Thu, 08 Nov 2001

U.S., UK dons defend right to speak out

Lee Elliot Major, Guardian News Service, London

An academic uprising is brewing to defend the right to speak out against U.S. government policy, amid growing concerns that government and university officials are disciplining lecturers who question the response to the Sept. 11 terrorist attacks. Hundreds of academics have signed up to a statement advocating the right to hear critical and dissenting voices over U.S. foreign policy and the Afghanistan bombing campaign, which the campaigners are planning to publish in the New York Times.

It follows a series of attacks on academics daring to question the Bush administration publicly. The U.S. government is also planning to introduce new powers forcing universities to disclose confidential details about overseas students as part of a new computerized tracking system to prevent terrorists from entering the U.S. on student visas.

The statement, which is circulating widely among academics in the U.S. and UK, says: "In the crisis precipitated by the terrible events of Sept. 11, members of academic communities across the U.S. have participated in teach-ins, colloquia, demonstrations, and other events aimed at developing an informed critical understanding of what happened and why."

"Unfortunately, some participants in these events have been threatened and attacked for speaking out. Trustees of the City University of New York are planning formal denunciations of faculty members who criticized U.S. foreign policy at a teach-in. There have been similar efforts to silence criticism at the University of Texas at Austin, MIT, the University of North Carolina at Chapel Hill, the University of Massachusetts at Amherst, and elsewhere."

It concludes: "We call on all members of the academic community to speak out strongly in defense of academic freedom and civil liberties, not just as an abstract principle but as a practical necessity. At a moment such as this we must make sure that all informed voices -- especially those that are critical and dissenting -- are heard."

The American Association of University Professors has not signed up to the statement, but its general secretary, Mary Burgan, has warned against an anti-intellectual backlash. "It is predictable that after we had passed through the initial phases of reaction to Sept. 11, we should want more subtle analyses. And so the discourses of academics -- passionate as well as cool -- have commenced," she said. "And so have the voluble reactions of those who believe that thinking out loud in our colleges and universities is so subversive that it ought to be stopped, somehow. A distrust of intellectuals has always lurked beneath the surface of American popular opinion. Now it has begun to leak out again."

In one of several recent attacks, academics at City University of New York who suggested that U.S. foreign policy was partly to blame for the terrorist attacks were publicly denounced by the university's chancellor for making "lame excuses" for the terrorists. A professor at the University of Texas at Austin, meanwhile, attracted the wrath of the university's president for publishing an article arguing that the U.S. itself has perpetrated "massive acts of terrorism" in its dealings with other countries.

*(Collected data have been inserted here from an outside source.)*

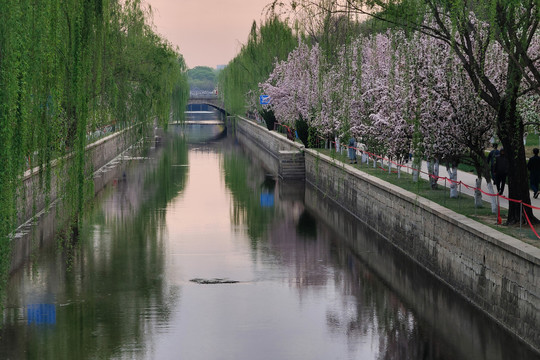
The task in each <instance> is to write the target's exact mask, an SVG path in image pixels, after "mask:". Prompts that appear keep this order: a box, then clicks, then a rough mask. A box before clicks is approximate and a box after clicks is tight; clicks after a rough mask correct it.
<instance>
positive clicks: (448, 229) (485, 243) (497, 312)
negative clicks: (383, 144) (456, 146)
mask: <svg viewBox="0 0 540 360" xmlns="http://www.w3.org/2000/svg"><path fill="white" fill-rule="evenodd" d="M244 122H248V121H246V120H243V119H239V120H238V125H237V126H238V127H239V128H241V127H243V128H244V129H246V130H242V132H243V133H244V135H243V137H248V136H249V137H251V140H248V141H251V142H255V143H257V144H261V145H260V148H268V147H270V148H276V147H277V148H279V146H280V145H278V144H275V142H276V141H278V142H279V141H280V139H279V137H276V134H273V133H272V132H269V131H266V135H265V131H261V128H262V127H259V128H258V129H257V130H252V129H253V128H254V126H253V125H251V124H250V125H244V124H242V123H244ZM262 129H264V128H262ZM249 131H253V132H252V133H250V132H249ZM278 136H279V135H278ZM241 139H242V138H241ZM281 141H282V142H283V143H285V144H287V146H289V142H288V140H286V139H284V138H283V139H282V140H281ZM290 143H292V142H290ZM262 144H264V145H262ZM292 145H294V143H293V144H292ZM260 148H259V150H257V149H256V148H254V149H255V150H254V151H258V152H259V153H261V151H260ZM297 149H298V150H299V151H302V152H303V154H304V160H305V173H306V181H308V182H310V183H311V184H313V185H314V186H315V187H317V188H318V189H319V191H321V192H322V193H323V194H325V196H328V197H330V198H331V199H333V200H334V201H336V202H337V203H339V204H340V205H341V206H342V207H343V208H344V209H346V210H347V211H349V212H351V213H352V214H354V215H355V216H356V217H357V218H359V219H360V220H362V221H364V222H365V223H367V224H369V225H370V226H371V227H372V228H373V229H374V230H376V231H377V232H378V233H379V234H381V235H382V236H383V237H384V238H385V239H387V240H388V241H389V242H390V243H392V244H393V245H394V246H396V247H397V248H398V249H400V250H401V251H403V252H404V253H405V254H407V255H408V256H409V257H410V258H412V259H413V260H414V261H415V262H417V263H418V264H420V265H421V266H422V267H423V268H424V269H426V270H427V271H428V272H430V273H432V274H433V275H435V276H436V277H438V278H439V279H440V280H442V281H443V282H445V283H446V284H448V285H449V286H450V287H452V288H453V289H454V290H455V291H457V292H458V293H460V294H462V295H463V296H464V297H465V298H467V299H468V300H469V301H471V302H472V303H473V304H474V305H476V306H477V307H478V308H480V309H482V310H483V311H485V312H486V313H487V314H488V315H490V316H491V317H492V318H494V319H495V320H496V321H497V322H499V323H500V324H502V325H503V326H504V327H506V328H508V329H509V330H510V331H511V332H513V333H515V334H516V335H517V336H518V337H520V338H522V339H523V340H524V341H525V342H527V343H528V344H530V345H531V346H532V347H533V348H535V349H537V350H539V349H540V249H538V248H536V247H533V246H530V245H527V244H525V243H523V242H522V241H520V240H518V239H515V238H513V237H510V236H507V235H504V234H502V233H501V232H499V231H497V230H495V229H492V228H490V227H488V226H485V225H482V224H480V223H478V222H476V221H474V220H471V219H469V218H467V217H465V216H462V215H459V214H457V213H455V212H453V211H451V210H449V209H446V208H444V207H442V206H440V205H438V204H435V203H433V202H431V201H429V200H426V199H424V198H421V197H418V196H417V195H415V194H414V193H411V192H409V191H406V190H403V189H401V188H399V187H397V186H394V185H392V184H389V183H387V182H385V181H383V180H381V179H378V178H376V177H373V176H371V175H368V174H366V173H364V172H362V171H360V170H357V169H356V168H354V167H352V166H349V165H346V164H343V163H342V162H339V161H337V160H335V159H332V158H330V157H328V156H325V155H323V154H320V153H318V152H316V151H313V150H310V149H303V148H302V147H300V146H298V148H297ZM352 246H353V247H354V244H352Z"/></svg>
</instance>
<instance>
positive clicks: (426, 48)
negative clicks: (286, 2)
mask: <svg viewBox="0 0 540 360" xmlns="http://www.w3.org/2000/svg"><path fill="white" fill-rule="evenodd" d="M474 51H485V55H484V56H483V57H482V58H483V59H485V63H484V64H482V65H483V68H484V71H485V74H486V76H488V77H490V79H493V80H494V81H493V82H494V83H495V84H496V86H497V88H498V89H497V90H498V91H503V89H504V83H505V73H504V69H505V68H506V62H507V61H508V58H507V56H505V53H504V51H503V50H502V49H501V47H500V46H498V45H497V43H493V44H492V45H491V46H490V48H489V49H487V50H486V49H474ZM260 88H261V90H262V91H263V92H264V93H265V94H268V95H270V97H271V99H272V102H271V105H269V106H270V107H271V108H272V109H273V111H274V113H275V116H276V119H277V120H278V121H280V122H282V123H285V124H287V125H289V126H294V122H295V121H296V120H297V119H298V118H300V117H301V118H303V119H304V120H306V121H307V122H308V124H309V125H310V126H312V127H315V128H317V129H318V130H319V132H320V133H322V134H326V135H331V136H335V137H338V138H341V139H342V140H343V141H347V140H348V137H350V136H354V137H356V138H357V139H358V140H359V141H361V142H363V143H364V144H367V145H368V146H371V147H374V148H372V149H369V150H372V151H373V150H377V151H379V153H381V152H382V153H381V154H383V155H386V156H388V157H390V158H394V159H398V160H399V159H404V158H405V157H406V156H407V155H408V154H409V153H416V154H417V155H421V156H427V157H428V158H438V159H440V160H441V161H443V160H448V161H450V160H452V159H456V158H458V157H459V156H461V155H463V154H465V153H467V151H470V150H471V149H472V148H474V147H476V148H481V149H484V148H486V147H487V146H488V142H489V139H490V138H491V137H492V135H493V129H494V121H495V119H496V114H495V113H494V110H493V109H492V108H490V107H489V106H488V105H487V104H486V103H485V102H484V101H482V100H481V99H480V97H479V96H478V94H477V92H476V91H475V89H474V86H473V84H472V83H471V81H470V79H469V76H468V74H467V73H466V71H465V70H464V68H463V65H462V63H461V62H460V59H459V58H458V57H457V55H456V54H455V52H453V51H452V49H451V45H450V44H448V43H446V42H444V41H441V40H438V39H436V38H435V37H433V36H425V35H422V34H421V33H416V34H414V35H410V36H407V35H405V34H404V33H403V32H387V33H384V34H375V35H371V36H361V37H358V38H356V39H355V40H354V41H353V42H351V43H349V44H348V45H347V46H346V47H345V46H344V47H343V48H342V49H341V51H340V57H339V60H338V61H337V62H336V63H335V64H329V63H327V62H326V60H325V58H324V57H323V56H322V54H321V51H320V49H319V47H318V46H317V45H314V46H311V47H309V46H308V45H307V44H305V43H300V45H299V46H298V48H297V49H295V50H294V51H293V52H291V53H290V54H289V57H288V59H287V60H286V61H283V62H280V63H278V64H276V66H275V69H274V71H273V72H272V73H271V75H270V77H269V78H268V79H267V80H266V81H265V82H264V83H262V84H260ZM414 139H416V141H415V140H414Z"/></svg>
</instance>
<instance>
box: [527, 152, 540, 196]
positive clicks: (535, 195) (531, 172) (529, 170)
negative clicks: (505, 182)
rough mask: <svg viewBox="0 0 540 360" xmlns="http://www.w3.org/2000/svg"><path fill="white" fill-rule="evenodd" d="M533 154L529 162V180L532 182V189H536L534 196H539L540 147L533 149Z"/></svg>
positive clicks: (533, 189) (531, 184)
mask: <svg viewBox="0 0 540 360" xmlns="http://www.w3.org/2000/svg"><path fill="white" fill-rule="evenodd" d="M533 154H534V155H533V156H532V157H531V158H530V159H529V162H528V163H527V169H529V182H530V184H531V190H532V191H534V195H533V197H534V198H535V199H536V198H538V183H539V182H540V156H538V149H537V148H534V149H533Z"/></svg>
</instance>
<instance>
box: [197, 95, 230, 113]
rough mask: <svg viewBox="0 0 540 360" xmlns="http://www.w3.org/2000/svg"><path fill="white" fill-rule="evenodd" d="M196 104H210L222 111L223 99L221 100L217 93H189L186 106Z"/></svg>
mask: <svg viewBox="0 0 540 360" xmlns="http://www.w3.org/2000/svg"><path fill="white" fill-rule="evenodd" d="M197 104H201V105H210V106H212V107H215V108H216V109H218V110H220V111H224V105H223V101H221V99H220V98H219V97H218V96H217V95H214V94H208V95H205V94H200V95H195V94H193V95H190V96H189V100H188V106H190V105H197Z"/></svg>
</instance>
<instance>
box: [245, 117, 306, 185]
mask: <svg viewBox="0 0 540 360" xmlns="http://www.w3.org/2000/svg"><path fill="white" fill-rule="evenodd" d="M238 119H239V120H238V121H237V122H236V130H237V131H236V135H237V137H238V139H239V141H241V142H242V144H244V146H246V147H247V148H248V149H249V150H250V151H253V152H255V153H258V157H259V158H260V160H261V161H262V162H263V164H264V166H265V167H266V168H267V169H268V170H269V171H272V172H273V173H275V174H277V175H278V176H279V177H280V178H282V179H304V178H305V166H304V155H303V153H302V151H303V149H304V147H303V146H302V145H299V144H298V143H295V142H294V141H291V140H288V139H287V138H285V137H283V136H282V135H280V134H277V133H275V132H273V131H268V129H267V128H266V127H263V126H260V125H258V124H256V123H255V122H253V121H250V120H247V119H244V118H241V117H240V118H238ZM261 149H263V150H265V151H264V152H261Z"/></svg>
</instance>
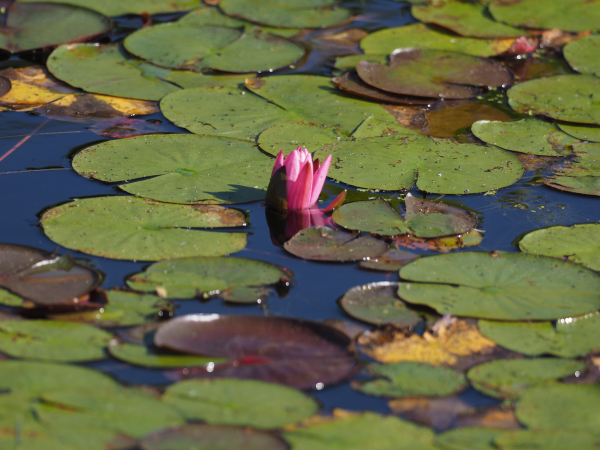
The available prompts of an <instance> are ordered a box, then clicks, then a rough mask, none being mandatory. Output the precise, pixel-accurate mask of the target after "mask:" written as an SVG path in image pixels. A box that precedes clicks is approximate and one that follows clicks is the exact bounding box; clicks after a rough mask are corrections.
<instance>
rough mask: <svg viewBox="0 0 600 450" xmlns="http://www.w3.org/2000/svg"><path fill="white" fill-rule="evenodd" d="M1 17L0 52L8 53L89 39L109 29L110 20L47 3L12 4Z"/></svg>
mask: <svg viewBox="0 0 600 450" xmlns="http://www.w3.org/2000/svg"><path fill="white" fill-rule="evenodd" d="M11 3H12V2H11ZM2 15H3V20H2V26H1V27H0V31H1V33H0V48H3V49H5V50H8V51H9V52H22V51H25V50H34V49H36V48H42V47H52V46H55V45H59V44H63V43H65V42H75V41H83V40H86V39H91V38H92V37H95V36H98V35H100V34H102V33H105V32H106V31H108V30H109V29H110V28H111V26H112V22H111V20H110V19H109V18H107V17H104V16H103V15H101V14H98V13H97V12H94V11H90V10H89V9H86V8H80V7H78V6H73V5H65V4H52V3H46V2H43V3H42V2H31V3H23V2H14V3H12V4H10V6H8V8H6V9H5V8H3V9H2Z"/></svg>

Students have also been calling for the heads of academics who questioned the U.S. government's actions. A political science professor speaking at a vigil at California State University, Chico, was heckled by students, and has been bombarded with hate letters.

A survey by Harvard University's Institute of Politics has shown that nearly four out of five college students support the airstrikes in Afghanistan, and more than two-thirds back the use of U.S. ground troops.

The U.S. Senate was stepped back from initial proposals to ban new visas for overseas students after it was reported that one of the Sept. 11 hijackers entered the U.S. on a student visa. The government is, however, introducing a tracking system that will give police information about the names, universities, dates of attendance and degree subjects of some 500,000 overseas students.

Initial indications suggest that overseas student numbers to the UK could be boosted by the U.S. moves. There is little sign that UK academics are being censured. In one incident, however, anti-war posters were taken down at the University of Keele, in Staffordshire, England.